En généralisant, les entreprises en récession focalisées sur le niveau de leurs commandes et qui tournent le dos au futur constituent une économie sans projet ni anticipation . On ne peut plus vraiment parler de demande anticipée. A la limite, la notion d’incertitude qui englobe les processus de décisions n’existe plus. L’entreprise ne se détermine plus en fonction du futur mais sur la base des commandes réelles signées ; ce sont les évènements récents qui font fonctionner l’économie. Le principe de la demande effective est suspendu. La demande globale est insuffisante mais le marché des biens « semble » fonctionner correctement sauf que l’entreprise n’achète qu’après avoir vendu, ce qui pose le problème de l’équilibre général. On peut alors se poser la question de savoir si les modèles keynésiens actuels ne surestiment pas les effets du multiplicateur dans la mesure où ils reposent sur des hypothèses d’anticipations. La gestion de stock en flux tendu et une production optimisée et très réactive déterminent une situation « relativement » équilibrée car il n’y plus d’offres excédentaires sur le marché des biens et services alors qu’elles persistent sur le marché du travail et sur le capital en cours d’amortissement. Dans ces conditions la reprise est difficile à concevoir.
L’investissement de remplacement est souvent un premier signe positif puis, il peut y avoir des investissements d’opportunité pour lesquels les entreprises innovantes seront les mieux placées et pourront reprendre une position de pouvoir sur leur marché.
L’influence du taux d’intérêt sur les décisions d’investissement est quasiment nulle. S’ajoute au principe de Keynes que « l’on ne fait pas boire un âne qui n’a pas soif » le fait que la part relative des coûts financiers dans les business plan est trop faible pour être un facteur d’influence de décision d’autant plus que le portefeuille des projets d’investissement ne comprend que des projets à forte valeur ajoutée.
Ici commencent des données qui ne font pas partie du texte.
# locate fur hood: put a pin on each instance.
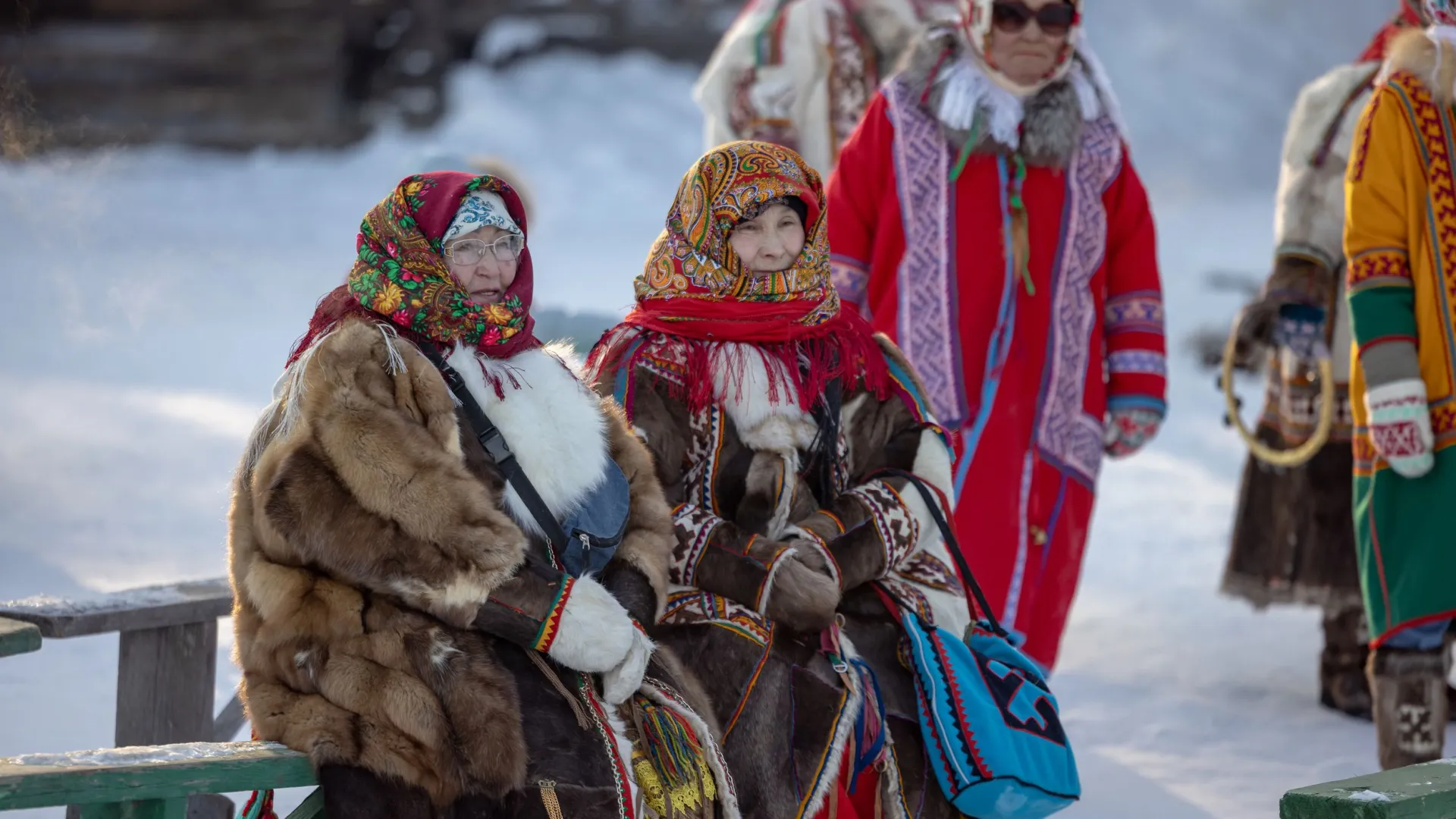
(1416, 52)
(944, 74)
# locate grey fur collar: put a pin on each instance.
(1052, 123)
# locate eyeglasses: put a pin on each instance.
(1012, 17)
(471, 251)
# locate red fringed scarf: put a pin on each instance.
(1407, 18)
(693, 297)
(400, 275)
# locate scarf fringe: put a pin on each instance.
(715, 371)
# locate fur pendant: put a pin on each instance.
(554, 425)
(1430, 55)
(1046, 127)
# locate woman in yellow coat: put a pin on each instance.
(1401, 248)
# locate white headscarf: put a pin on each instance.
(478, 210)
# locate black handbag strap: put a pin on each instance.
(500, 452)
(932, 500)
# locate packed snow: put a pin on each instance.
(155, 295)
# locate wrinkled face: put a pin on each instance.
(1028, 38)
(770, 241)
(484, 262)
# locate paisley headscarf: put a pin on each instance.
(400, 273)
(695, 295)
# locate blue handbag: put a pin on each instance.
(990, 725)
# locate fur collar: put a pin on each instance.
(1416, 52)
(1046, 126)
(552, 422)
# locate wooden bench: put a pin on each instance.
(1419, 792)
(18, 637)
(153, 783)
(166, 670)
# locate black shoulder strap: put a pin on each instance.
(498, 450)
(951, 545)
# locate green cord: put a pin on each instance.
(965, 149)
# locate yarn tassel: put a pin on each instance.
(1019, 231)
(670, 763)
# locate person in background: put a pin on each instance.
(1398, 240)
(987, 218)
(1292, 535)
(402, 615)
(800, 72)
(774, 417)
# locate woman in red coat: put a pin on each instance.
(986, 216)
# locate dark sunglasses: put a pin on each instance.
(1012, 17)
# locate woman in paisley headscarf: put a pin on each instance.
(408, 614)
(775, 420)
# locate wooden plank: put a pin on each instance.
(153, 607)
(231, 720)
(1419, 792)
(165, 684)
(143, 809)
(134, 774)
(18, 637)
(310, 808)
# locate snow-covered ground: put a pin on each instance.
(156, 292)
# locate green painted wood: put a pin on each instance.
(142, 809)
(310, 808)
(1420, 792)
(18, 637)
(162, 773)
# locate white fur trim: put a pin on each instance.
(774, 573)
(551, 420)
(742, 387)
(835, 757)
(596, 632)
(970, 86)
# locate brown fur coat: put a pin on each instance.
(750, 594)
(367, 544)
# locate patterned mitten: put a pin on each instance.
(1301, 330)
(1128, 428)
(1401, 426)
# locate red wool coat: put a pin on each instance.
(1024, 376)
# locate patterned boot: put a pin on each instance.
(1343, 686)
(1410, 704)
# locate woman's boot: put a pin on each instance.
(1343, 686)
(1408, 689)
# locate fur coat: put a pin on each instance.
(752, 588)
(388, 598)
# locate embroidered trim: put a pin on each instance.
(695, 531)
(899, 531)
(1378, 267)
(1139, 362)
(1066, 435)
(927, 321)
(1134, 312)
(551, 627)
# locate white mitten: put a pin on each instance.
(596, 634)
(1401, 426)
(622, 682)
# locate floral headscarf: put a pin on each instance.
(400, 271)
(692, 265)
(698, 305)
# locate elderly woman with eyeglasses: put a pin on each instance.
(444, 548)
(986, 216)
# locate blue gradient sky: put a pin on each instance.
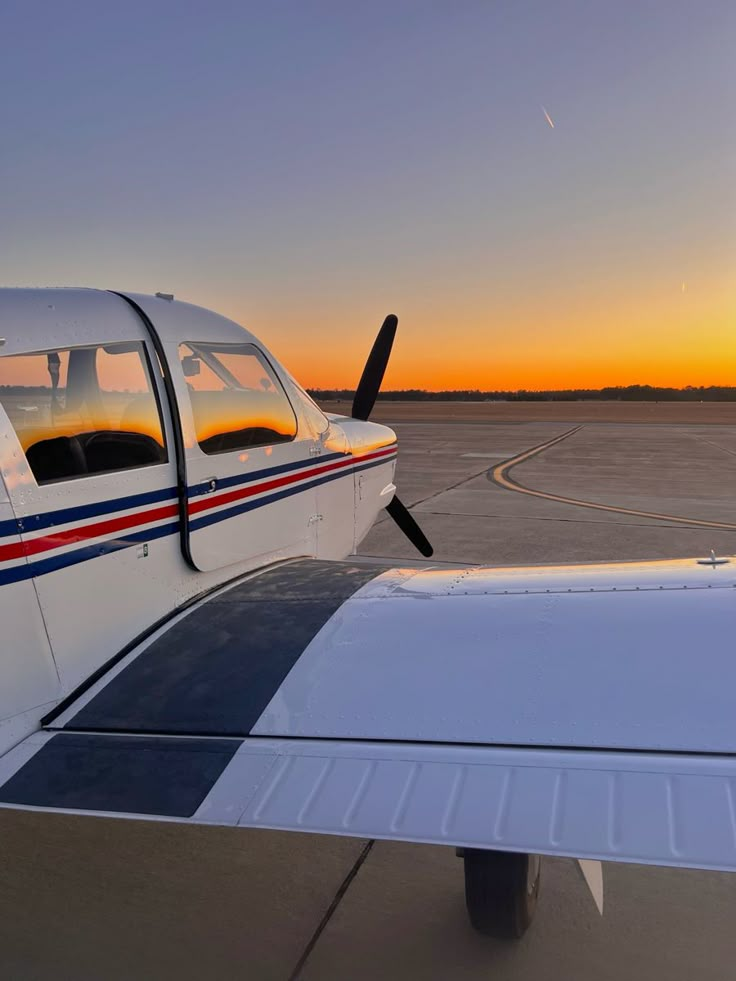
(307, 167)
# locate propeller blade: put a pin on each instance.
(375, 366)
(408, 525)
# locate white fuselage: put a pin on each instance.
(89, 560)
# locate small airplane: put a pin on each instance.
(187, 638)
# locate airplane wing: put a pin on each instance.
(583, 711)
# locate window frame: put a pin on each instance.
(153, 389)
(234, 347)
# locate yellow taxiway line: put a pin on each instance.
(500, 476)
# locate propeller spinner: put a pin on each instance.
(365, 398)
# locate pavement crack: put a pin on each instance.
(336, 900)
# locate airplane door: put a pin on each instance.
(250, 463)
(30, 680)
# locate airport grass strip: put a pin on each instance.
(500, 476)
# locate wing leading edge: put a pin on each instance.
(320, 749)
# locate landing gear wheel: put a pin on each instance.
(501, 890)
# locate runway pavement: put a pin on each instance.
(82, 898)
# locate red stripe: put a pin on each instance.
(205, 504)
(71, 536)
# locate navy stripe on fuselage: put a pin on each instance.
(62, 560)
(247, 478)
(123, 774)
(50, 519)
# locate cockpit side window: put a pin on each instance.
(237, 399)
(83, 411)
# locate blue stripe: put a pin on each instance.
(43, 566)
(246, 478)
(53, 563)
(50, 519)
(9, 528)
(210, 519)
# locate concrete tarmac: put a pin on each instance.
(84, 898)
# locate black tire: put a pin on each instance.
(501, 891)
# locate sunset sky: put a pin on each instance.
(307, 167)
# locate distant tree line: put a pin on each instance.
(623, 393)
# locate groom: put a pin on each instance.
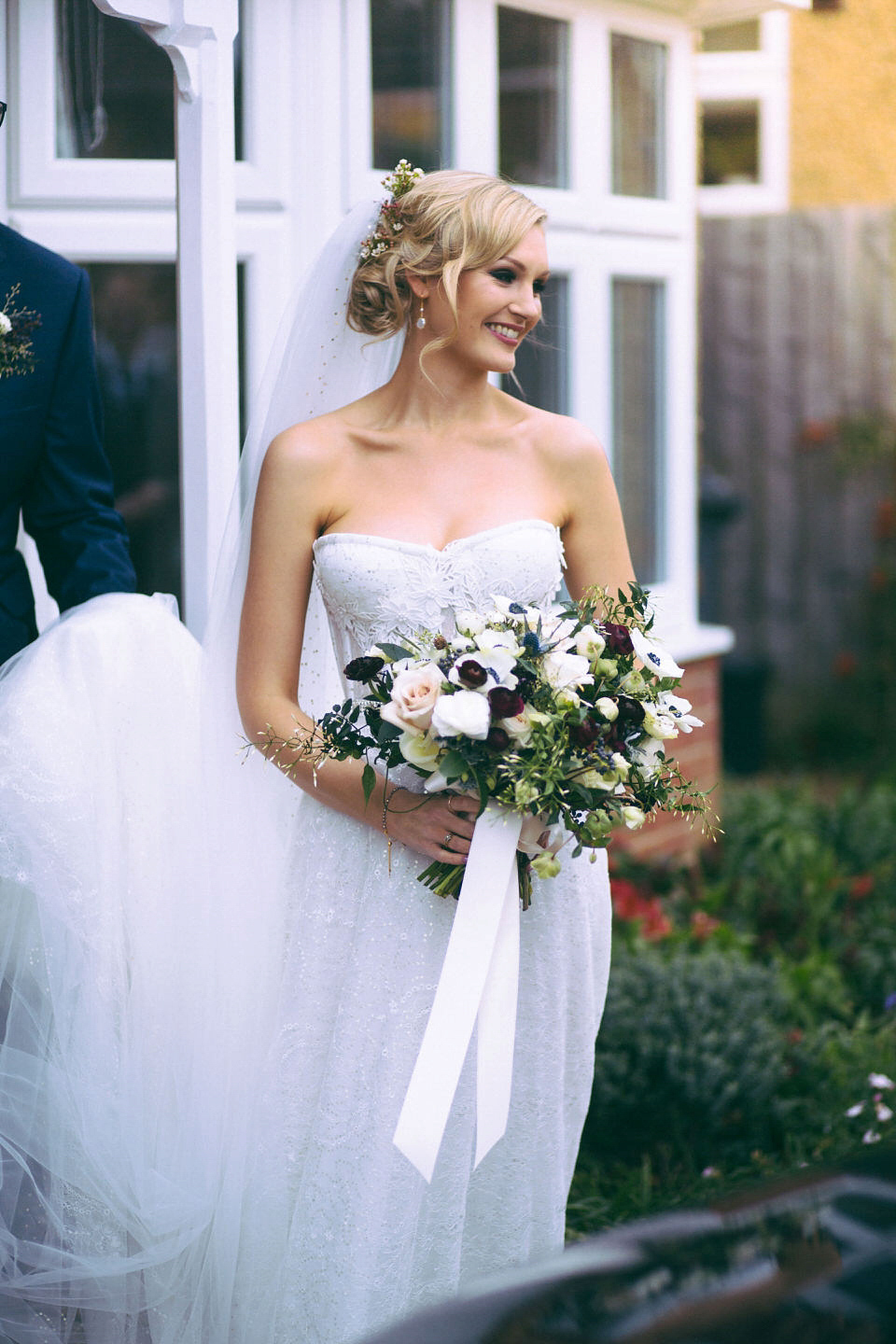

C’est la raison pour laquelle la courbe IS est inélastique par rapport au taux d’intérêt : voir https://www.theoreco.com/elasticite_investissemt.pdf.
Sur le plan de la méthode on doit assumer le fait que des modèles dont les hypothèses sont constantes dans le temps perdent de leur faculté d’explication pendant certaines phases de conjoncture. L’approche par la boîte à outils des théories s’avère donc plus souple.
Cette vision de l’entreprise en récession débouche sur des perspectives plutôt pessimistes. A fin 2012, l’avenir de long terme n’est guerre plus encourageant et l’on ne voit pas encore la naissance d’un nouveau monde. Pas de grandes perspectives de croissance et de développement comme l’histoire en a connues avec la machine à vapeur, le train, l’électricité, les reconstructions d’après guerre et autres trente glorieuses. Les optimistes imaginent le nouveau monde dans les nanotechnologies, la biotechnologie et la protection de l’environnement. Reste à en évaluer, l’importance en termes de revenu, de délais et la manière avec laquelle des besoins collectifs pourront être transformés en demande privée. D’ailleurs ceux qui prônent l’ardente obligation de l’innovation se gardent bien de répondre à ces questions.
Et si le nouveau monde n’est pas au rendez-vous il faut alors envisager que nos économies repartent dans la même configuration de structure de consommation et de production avec des politiques économiques difficiles à mettre en œuvre en raison des contraintes budgétaires et des objectifs de compétitivité. Keynésiennes ou néoclassiques. Ces politiques économiques recherchent la quadrature du cercle. Comme pour un convalescent, tout se passe comme si, les effets attendus du médicament étaient totalement compensés par ses effets indésirables.
La bonne attitude à adoptée serait alors celle de la patience, de la protection de l’entreprise et de l’écoute fine et réactive de tout ce qui change.